Einige Hinterbliebene der RAF-Opfer haben angesichts der Festnahme von Daniela Klette noch einmal formuliert, dass ihnen die Aufklärung der Morde wichtiger ist als die Verurteilung der Täter. Es gab in der Vergangenheit verschiedene Vorstöße, die für frühere RAF-Mitglieder Strafrabatte oder gar Straffreiheit vorschlugen, wenn sie ihr Wissen offenlegen. Wären Sie dafür, ein solches Angebot zu erneuern?

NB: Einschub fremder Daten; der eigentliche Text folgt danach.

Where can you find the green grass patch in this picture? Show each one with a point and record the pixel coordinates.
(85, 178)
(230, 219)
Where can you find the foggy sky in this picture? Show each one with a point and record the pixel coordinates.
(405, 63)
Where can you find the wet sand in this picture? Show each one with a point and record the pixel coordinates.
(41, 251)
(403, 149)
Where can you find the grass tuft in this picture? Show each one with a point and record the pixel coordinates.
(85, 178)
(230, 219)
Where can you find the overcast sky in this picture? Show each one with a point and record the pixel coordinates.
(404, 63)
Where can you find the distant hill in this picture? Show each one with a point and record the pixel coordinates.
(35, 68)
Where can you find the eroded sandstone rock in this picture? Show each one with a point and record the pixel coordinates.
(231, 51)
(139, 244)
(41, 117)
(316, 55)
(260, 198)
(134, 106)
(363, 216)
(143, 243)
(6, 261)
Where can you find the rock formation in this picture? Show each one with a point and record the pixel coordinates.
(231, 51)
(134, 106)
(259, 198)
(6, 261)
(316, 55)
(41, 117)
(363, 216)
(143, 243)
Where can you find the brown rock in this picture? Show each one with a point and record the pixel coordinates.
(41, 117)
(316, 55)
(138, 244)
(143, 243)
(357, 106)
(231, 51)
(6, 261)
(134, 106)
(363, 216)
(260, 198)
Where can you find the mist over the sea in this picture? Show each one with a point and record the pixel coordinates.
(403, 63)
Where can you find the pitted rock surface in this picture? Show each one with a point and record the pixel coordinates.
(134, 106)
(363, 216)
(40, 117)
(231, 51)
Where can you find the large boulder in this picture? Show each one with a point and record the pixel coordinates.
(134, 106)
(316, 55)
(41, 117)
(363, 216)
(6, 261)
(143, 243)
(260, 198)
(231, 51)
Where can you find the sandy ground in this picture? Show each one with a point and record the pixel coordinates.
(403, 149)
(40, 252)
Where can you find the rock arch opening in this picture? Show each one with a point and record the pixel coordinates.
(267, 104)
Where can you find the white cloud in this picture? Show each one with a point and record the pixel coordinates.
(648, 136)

Wir wissen gar nicht, ob Daniela Klette zur Aufklärung der Morde der dritten Generation der RAF beitragen kann, inwieweit sie beteiligt und eingebunden war. Bisher haben Mitglieder der RAF, bis auf ganz, ganz wenige Ausnahmen, nicht zur Aufklärung beigetragen. Die „Solidarität“ untereinander ist offenbar sehr groß, und ich weiß nicht, inwieweit es überhaupt eine Bereitschaft gibt, mit der eigenen Vergangenheit aufzuräumen.

Wäre eine Offensive von staatlicher Seite sinnvoll, um das herauszufinden?

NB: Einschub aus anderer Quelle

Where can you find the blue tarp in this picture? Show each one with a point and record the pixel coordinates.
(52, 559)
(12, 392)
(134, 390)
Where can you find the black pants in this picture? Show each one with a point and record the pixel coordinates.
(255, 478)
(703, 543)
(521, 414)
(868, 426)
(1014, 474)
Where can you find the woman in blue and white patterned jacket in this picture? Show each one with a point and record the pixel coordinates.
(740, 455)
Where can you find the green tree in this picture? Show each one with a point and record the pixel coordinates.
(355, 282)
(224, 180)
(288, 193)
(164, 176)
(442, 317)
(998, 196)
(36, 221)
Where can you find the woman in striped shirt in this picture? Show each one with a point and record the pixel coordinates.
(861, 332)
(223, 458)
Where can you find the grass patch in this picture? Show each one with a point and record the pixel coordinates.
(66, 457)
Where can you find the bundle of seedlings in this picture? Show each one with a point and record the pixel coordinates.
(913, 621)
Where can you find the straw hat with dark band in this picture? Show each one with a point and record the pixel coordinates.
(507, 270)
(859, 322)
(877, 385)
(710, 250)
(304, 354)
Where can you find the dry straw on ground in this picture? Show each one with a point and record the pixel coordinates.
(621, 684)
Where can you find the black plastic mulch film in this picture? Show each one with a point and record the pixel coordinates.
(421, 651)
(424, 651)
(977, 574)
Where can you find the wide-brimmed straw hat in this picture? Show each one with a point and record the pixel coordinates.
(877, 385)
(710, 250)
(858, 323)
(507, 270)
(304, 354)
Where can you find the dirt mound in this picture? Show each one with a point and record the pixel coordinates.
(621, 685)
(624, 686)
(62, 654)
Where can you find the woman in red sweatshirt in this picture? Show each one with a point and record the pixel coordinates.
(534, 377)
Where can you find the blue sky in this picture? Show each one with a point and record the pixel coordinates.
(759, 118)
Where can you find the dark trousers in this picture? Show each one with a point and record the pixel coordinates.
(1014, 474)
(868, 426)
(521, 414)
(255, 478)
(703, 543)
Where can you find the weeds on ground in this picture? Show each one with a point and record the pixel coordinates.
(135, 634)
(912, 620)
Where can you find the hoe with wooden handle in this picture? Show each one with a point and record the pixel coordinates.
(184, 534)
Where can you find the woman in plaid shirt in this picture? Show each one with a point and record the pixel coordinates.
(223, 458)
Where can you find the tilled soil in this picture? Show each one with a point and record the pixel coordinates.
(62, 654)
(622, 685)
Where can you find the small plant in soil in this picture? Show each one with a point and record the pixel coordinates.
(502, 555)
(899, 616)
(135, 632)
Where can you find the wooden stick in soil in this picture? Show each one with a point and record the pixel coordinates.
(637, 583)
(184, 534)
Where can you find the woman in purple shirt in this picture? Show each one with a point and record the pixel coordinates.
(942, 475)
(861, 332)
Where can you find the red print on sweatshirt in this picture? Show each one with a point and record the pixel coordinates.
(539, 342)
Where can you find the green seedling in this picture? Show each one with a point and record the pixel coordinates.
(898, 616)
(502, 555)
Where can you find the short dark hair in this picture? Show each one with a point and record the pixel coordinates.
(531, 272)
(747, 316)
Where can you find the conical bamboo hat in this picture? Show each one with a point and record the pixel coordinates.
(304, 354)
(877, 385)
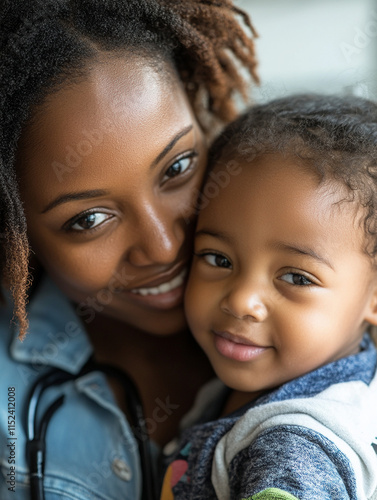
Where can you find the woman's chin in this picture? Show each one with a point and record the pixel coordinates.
(159, 323)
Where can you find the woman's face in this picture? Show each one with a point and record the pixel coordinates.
(109, 173)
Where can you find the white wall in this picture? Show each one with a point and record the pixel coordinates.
(315, 45)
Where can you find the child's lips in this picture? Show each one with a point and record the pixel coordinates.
(236, 347)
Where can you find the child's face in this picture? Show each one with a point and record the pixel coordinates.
(280, 283)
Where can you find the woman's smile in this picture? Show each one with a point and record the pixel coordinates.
(127, 208)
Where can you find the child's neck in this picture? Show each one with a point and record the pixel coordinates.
(238, 399)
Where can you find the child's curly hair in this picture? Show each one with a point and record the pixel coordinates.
(45, 43)
(336, 137)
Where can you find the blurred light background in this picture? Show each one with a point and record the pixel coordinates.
(325, 46)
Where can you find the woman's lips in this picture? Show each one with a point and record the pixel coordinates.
(236, 347)
(164, 296)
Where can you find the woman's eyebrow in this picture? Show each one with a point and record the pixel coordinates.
(171, 144)
(82, 195)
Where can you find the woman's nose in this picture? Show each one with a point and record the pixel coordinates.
(158, 238)
(245, 301)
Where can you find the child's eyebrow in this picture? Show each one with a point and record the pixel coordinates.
(214, 234)
(301, 250)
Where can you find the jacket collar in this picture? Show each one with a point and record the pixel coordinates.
(56, 336)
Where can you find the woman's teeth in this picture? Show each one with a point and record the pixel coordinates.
(164, 287)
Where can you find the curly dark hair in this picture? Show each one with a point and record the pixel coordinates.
(45, 43)
(335, 137)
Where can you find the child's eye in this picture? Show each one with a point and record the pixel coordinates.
(216, 260)
(87, 221)
(180, 166)
(296, 279)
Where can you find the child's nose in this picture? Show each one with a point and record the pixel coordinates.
(245, 302)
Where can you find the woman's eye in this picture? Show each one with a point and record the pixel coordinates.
(88, 221)
(178, 167)
(216, 260)
(296, 279)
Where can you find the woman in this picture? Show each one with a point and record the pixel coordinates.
(105, 108)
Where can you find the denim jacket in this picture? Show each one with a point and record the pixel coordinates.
(91, 452)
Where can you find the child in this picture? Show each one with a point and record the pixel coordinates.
(283, 287)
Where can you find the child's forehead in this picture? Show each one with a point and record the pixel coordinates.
(281, 196)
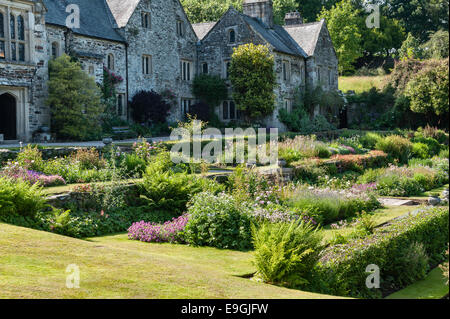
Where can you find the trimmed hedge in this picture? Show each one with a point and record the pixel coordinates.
(342, 268)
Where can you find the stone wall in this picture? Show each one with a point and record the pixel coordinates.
(323, 66)
(215, 50)
(166, 48)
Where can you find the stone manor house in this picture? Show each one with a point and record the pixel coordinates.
(152, 45)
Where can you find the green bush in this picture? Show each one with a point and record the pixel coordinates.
(219, 221)
(397, 147)
(393, 185)
(411, 265)
(342, 268)
(434, 147)
(421, 150)
(19, 198)
(332, 205)
(369, 140)
(285, 253)
(169, 191)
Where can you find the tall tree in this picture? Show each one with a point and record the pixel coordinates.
(343, 23)
(74, 99)
(253, 80)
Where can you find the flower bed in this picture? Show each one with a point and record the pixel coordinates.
(170, 231)
(342, 268)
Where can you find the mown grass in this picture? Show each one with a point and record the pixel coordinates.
(360, 84)
(432, 287)
(33, 265)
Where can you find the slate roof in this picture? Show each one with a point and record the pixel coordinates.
(122, 10)
(202, 29)
(306, 35)
(95, 18)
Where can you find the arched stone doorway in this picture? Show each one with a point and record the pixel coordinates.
(8, 116)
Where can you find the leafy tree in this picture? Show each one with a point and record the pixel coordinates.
(281, 7)
(208, 10)
(311, 9)
(149, 106)
(419, 17)
(212, 10)
(428, 90)
(437, 46)
(74, 99)
(381, 41)
(411, 48)
(253, 79)
(343, 24)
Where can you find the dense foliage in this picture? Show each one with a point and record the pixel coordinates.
(253, 80)
(74, 99)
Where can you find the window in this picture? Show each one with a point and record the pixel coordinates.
(2, 37)
(146, 64)
(232, 107)
(186, 70)
(232, 36)
(226, 69)
(110, 61)
(12, 47)
(146, 20)
(121, 110)
(225, 110)
(229, 111)
(205, 68)
(185, 106)
(180, 28)
(286, 71)
(288, 105)
(55, 51)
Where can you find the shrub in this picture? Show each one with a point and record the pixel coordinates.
(19, 198)
(411, 264)
(30, 158)
(396, 147)
(434, 147)
(219, 221)
(253, 80)
(342, 268)
(420, 150)
(169, 191)
(286, 252)
(89, 159)
(333, 205)
(171, 231)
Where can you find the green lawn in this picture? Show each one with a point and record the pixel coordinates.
(33, 264)
(360, 84)
(432, 287)
(381, 216)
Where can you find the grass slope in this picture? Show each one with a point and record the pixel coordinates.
(432, 287)
(33, 265)
(360, 84)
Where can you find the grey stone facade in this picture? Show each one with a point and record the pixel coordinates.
(152, 46)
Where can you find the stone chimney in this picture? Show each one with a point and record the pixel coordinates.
(262, 9)
(293, 18)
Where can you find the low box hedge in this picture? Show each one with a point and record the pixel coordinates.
(342, 268)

Nein, ganz sicher nicht. Es geht bei Daniela Klette um versuchten Mord, und Mord verjährt nicht. Deswegen muss man mit den Instrumenten der Justiz arbeiten, die es gibt.

Verstehen Sie die Perspektive der Angehörigen?

Wir sollten immer auch die Perspektive der Opfer einnehmen und bedenken. Aber das ist nicht der Kern des Strafrechts. Im Zuge einer Güterabwägung sind die Interessen der Rechtsgemeinschaft höher zu bewerten als die des Einzelnen.